Разумеется, еще на гимназической скамье сближался он с разными революционными молодежными кружками, но очень скоро разочаровывался в глупости и тупости большинства молодых «революционеров». Он ощущал себя не на голову – на десятки голов выше товарищей. Потехи ради и ради раздражительного озлобления против своих же единоверцев-социалистов он стал сотрудничать с охранкой и умирал со смеху, когда его приятели с серьезным видом обсуждали при нем планы и конспирации, теша себя гордым сознанием своего могущества: ибо только от него одного зависела судьба их конспираций. По его воле проваливались одни планы и осуществлялись другие. И глядя на эти провалы и удачи, он только гордо усмехался, довольный своей невидимой для всех тайной властью. Но и эта игра скоро ему надоела, он снова заскучал, заметался: Петербург, заграница, купленные женщины… и все не то, не так, когда нет единственного друга, которого так жаждет молодое сердце.

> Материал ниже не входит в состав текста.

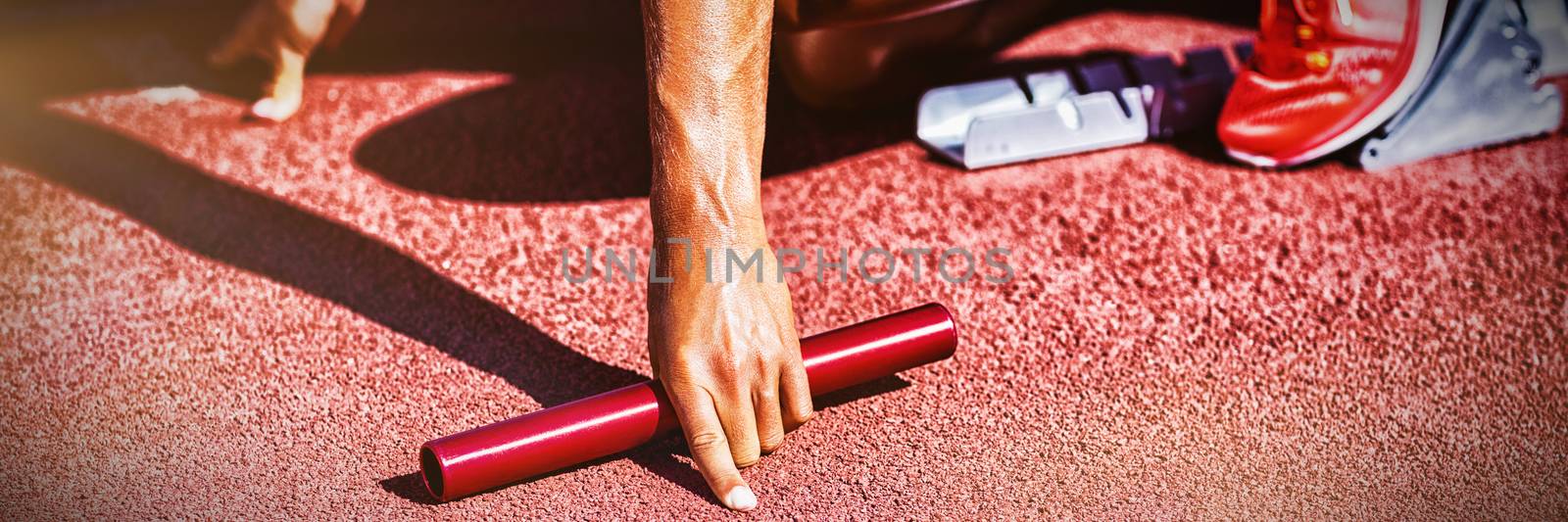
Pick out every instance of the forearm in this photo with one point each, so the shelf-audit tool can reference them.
(708, 65)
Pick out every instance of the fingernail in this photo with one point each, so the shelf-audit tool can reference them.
(271, 109)
(742, 498)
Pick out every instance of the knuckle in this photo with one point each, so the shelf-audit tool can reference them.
(747, 459)
(772, 443)
(706, 441)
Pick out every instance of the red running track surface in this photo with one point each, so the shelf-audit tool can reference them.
(211, 318)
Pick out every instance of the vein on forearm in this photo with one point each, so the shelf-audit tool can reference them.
(708, 88)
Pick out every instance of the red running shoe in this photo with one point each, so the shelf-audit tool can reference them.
(1325, 74)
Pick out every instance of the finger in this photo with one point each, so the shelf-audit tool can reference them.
(286, 90)
(741, 427)
(770, 419)
(796, 394)
(710, 447)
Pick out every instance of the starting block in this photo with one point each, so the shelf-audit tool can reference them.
(1094, 106)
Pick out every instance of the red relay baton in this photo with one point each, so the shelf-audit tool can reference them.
(549, 439)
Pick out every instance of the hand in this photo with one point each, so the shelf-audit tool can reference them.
(729, 359)
(282, 33)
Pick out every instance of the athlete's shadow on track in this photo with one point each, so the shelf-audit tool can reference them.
(273, 239)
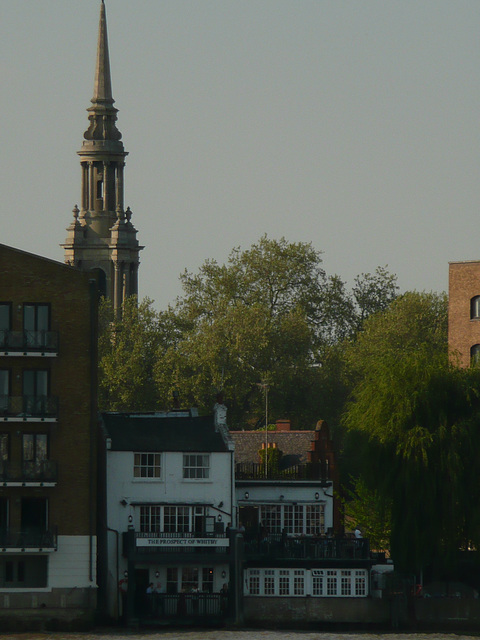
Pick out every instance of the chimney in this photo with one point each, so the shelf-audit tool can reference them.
(283, 425)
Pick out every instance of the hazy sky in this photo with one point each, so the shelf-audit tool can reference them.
(354, 125)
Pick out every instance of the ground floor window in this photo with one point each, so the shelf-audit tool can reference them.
(306, 582)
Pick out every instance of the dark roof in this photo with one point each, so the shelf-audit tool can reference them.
(154, 432)
(293, 444)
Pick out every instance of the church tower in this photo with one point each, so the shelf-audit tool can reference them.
(102, 237)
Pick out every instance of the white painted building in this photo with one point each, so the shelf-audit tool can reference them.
(169, 497)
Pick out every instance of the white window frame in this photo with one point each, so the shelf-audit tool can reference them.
(196, 466)
(147, 465)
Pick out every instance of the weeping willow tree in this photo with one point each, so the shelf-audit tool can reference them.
(420, 421)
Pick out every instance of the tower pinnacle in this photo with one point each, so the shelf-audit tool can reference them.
(102, 237)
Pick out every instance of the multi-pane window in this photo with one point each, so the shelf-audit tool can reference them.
(346, 583)
(176, 519)
(34, 447)
(5, 322)
(294, 519)
(317, 583)
(269, 582)
(331, 583)
(150, 519)
(303, 582)
(36, 323)
(298, 582)
(360, 583)
(475, 307)
(196, 465)
(271, 517)
(4, 447)
(147, 465)
(284, 583)
(254, 582)
(4, 389)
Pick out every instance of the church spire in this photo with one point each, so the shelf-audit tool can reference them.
(102, 237)
(102, 91)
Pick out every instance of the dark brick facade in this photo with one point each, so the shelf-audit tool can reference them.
(463, 330)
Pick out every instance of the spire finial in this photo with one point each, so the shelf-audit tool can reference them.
(102, 91)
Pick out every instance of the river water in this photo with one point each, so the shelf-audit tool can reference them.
(221, 634)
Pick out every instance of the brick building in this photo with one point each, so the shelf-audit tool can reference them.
(464, 311)
(47, 443)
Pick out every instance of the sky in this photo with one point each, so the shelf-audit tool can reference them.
(353, 125)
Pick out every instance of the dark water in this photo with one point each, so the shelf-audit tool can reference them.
(220, 634)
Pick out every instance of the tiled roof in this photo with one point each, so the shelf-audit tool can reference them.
(293, 444)
(154, 432)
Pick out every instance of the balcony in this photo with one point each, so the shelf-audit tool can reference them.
(33, 473)
(276, 546)
(28, 408)
(13, 541)
(28, 343)
(256, 471)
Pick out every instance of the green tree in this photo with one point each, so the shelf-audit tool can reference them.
(419, 418)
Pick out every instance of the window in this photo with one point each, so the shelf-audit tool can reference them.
(4, 447)
(269, 582)
(475, 354)
(34, 447)
(147, 465)
(475, 308)
(346, 583)
(284, 583)
(196, 466)
(150, 519)
(298, 582)
(36, 324)
(254, 582)
(176, 519)
(360, 583)
(271, 518)
(4, 390)
(5, 322)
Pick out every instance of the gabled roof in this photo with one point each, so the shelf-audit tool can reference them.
(162, 432)
(293, 444)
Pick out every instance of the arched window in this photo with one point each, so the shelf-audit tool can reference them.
(475, 308)
(102, 281)
(475, 354)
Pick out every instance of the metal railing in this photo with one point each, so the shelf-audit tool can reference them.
(28, 407)
(278, 546)
(186, 605)
(28, 538)
(256, 471)
(42, 341)
(31, 471)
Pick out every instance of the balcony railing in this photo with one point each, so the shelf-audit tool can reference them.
(256, 471)
(25, 407)
(28, 539)
(28, 341)
(31, 471)
(278, 546)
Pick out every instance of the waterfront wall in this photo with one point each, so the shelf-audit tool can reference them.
(453, 614)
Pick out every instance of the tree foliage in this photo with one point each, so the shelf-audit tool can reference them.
(270, 315)
(419, 418)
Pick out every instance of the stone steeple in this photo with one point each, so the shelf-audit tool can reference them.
(101, 236)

Имея несчастливую внешность и превосходя всех внутренними, никем до жестокой обиды не познанными достоинствами, что ему оставалось делать в этом мире, как не искать свой собственный путь, путь одинокого вершителя судеб человечества, путь лермонтовского Демона.

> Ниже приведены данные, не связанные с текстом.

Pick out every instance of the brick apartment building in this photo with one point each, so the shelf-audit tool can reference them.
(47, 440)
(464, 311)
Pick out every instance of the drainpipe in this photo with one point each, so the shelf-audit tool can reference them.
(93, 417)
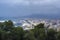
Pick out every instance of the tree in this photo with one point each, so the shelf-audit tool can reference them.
(8, 25)
(51, 34)
(58, 35)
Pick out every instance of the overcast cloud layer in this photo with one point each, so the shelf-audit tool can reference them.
(26, 7)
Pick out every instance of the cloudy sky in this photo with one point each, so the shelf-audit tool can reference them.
(26, 7)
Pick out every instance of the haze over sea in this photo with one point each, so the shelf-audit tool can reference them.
(15, 9)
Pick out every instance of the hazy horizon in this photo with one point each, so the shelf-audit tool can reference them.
(16, 8)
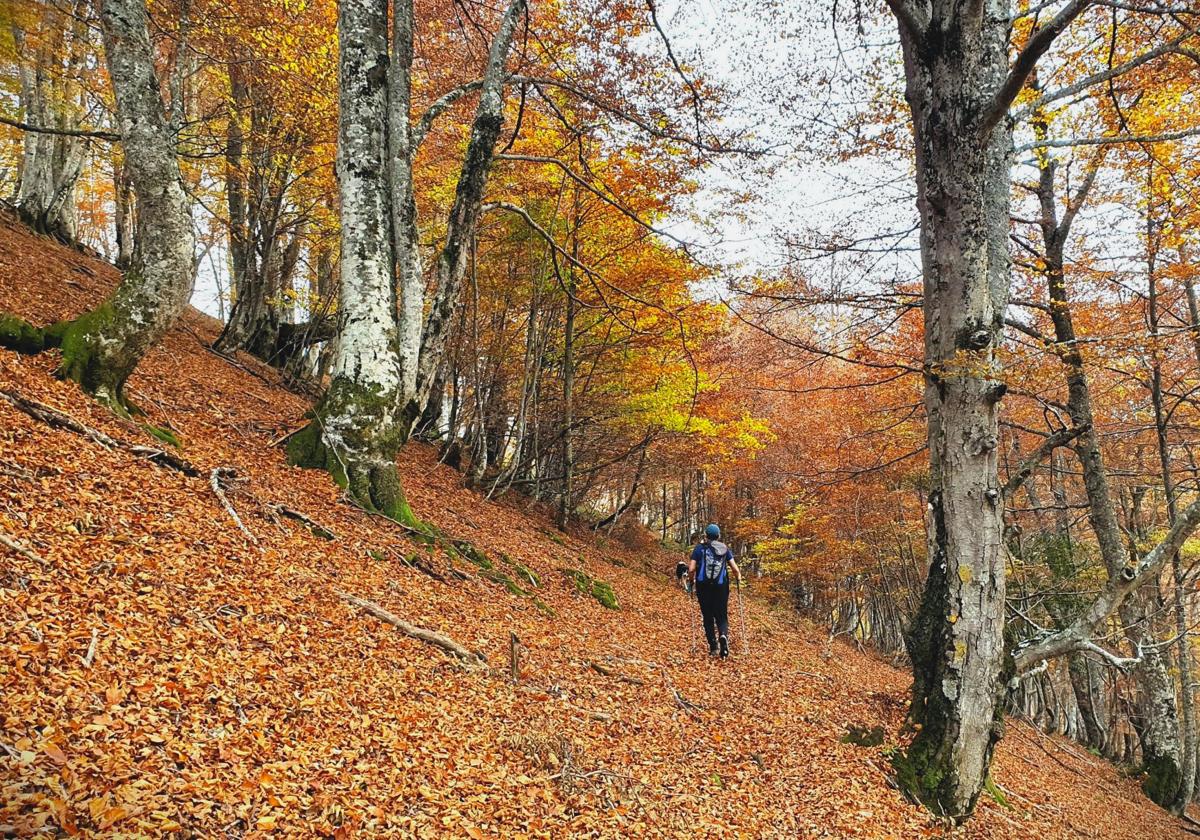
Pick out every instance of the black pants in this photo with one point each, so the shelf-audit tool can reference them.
(714, 607)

Мысль о покушении на Столыпина пришла к нему внезапно, как озарение. Он давно подбирался к подходящей кандидатуре. Царь? Ну не будет этого, будет другой. Смысл?.. И главное – даже не эта неотменимость череды наследников, главное – через что не перешагнешь, ибо оно единственно велико и кровно дорого сердцу, – родное еврейство. Еврейский погром за убийство русского императора еврейским юношей… нет, это слишком дорогая цена!.. Великий князь? Мелковато. Да и что это изменит? Скольких уже и князей, и министров благополучно переправили на тот свет, сколько из-за них повешенных и сосланных в Сибирь, а толку? Обывателя уже не введешь в ступор, как это было вначале. Все привыкли. Теракт. Виселица. Сибирь. Побег. Снова теракт, снова виселица или Сибирь… (И пусть, пусть общество на стороне молодых террористов, вон и Лев Толстой огрызнулся на правительство злобных вешателей: не мог молчать!) И все равно это не та революционная бешеная борьба с проклятым врагом, которой жаждет молодое благородное сердце, а… перпетуум мобиле! Вот и Лева Гольд, его дальний родственник из Одессы, седьмая вода на киселе, тоже бежал из Сибири и нелегалом, компрометируя Дмитрия, терся теперь подле него, предлагая вместе бежать к эсерам во Францию. А Дмитрию Богрову зачем куда-то бежать? Он – свободный гражданин, он и так может ехать куда душа пожелает. Он и вообще сверхлоялен к властям, он лоялен… ха-ха-ха… даже до службы в охранке, чего глупый Лева не может себе и вообразить.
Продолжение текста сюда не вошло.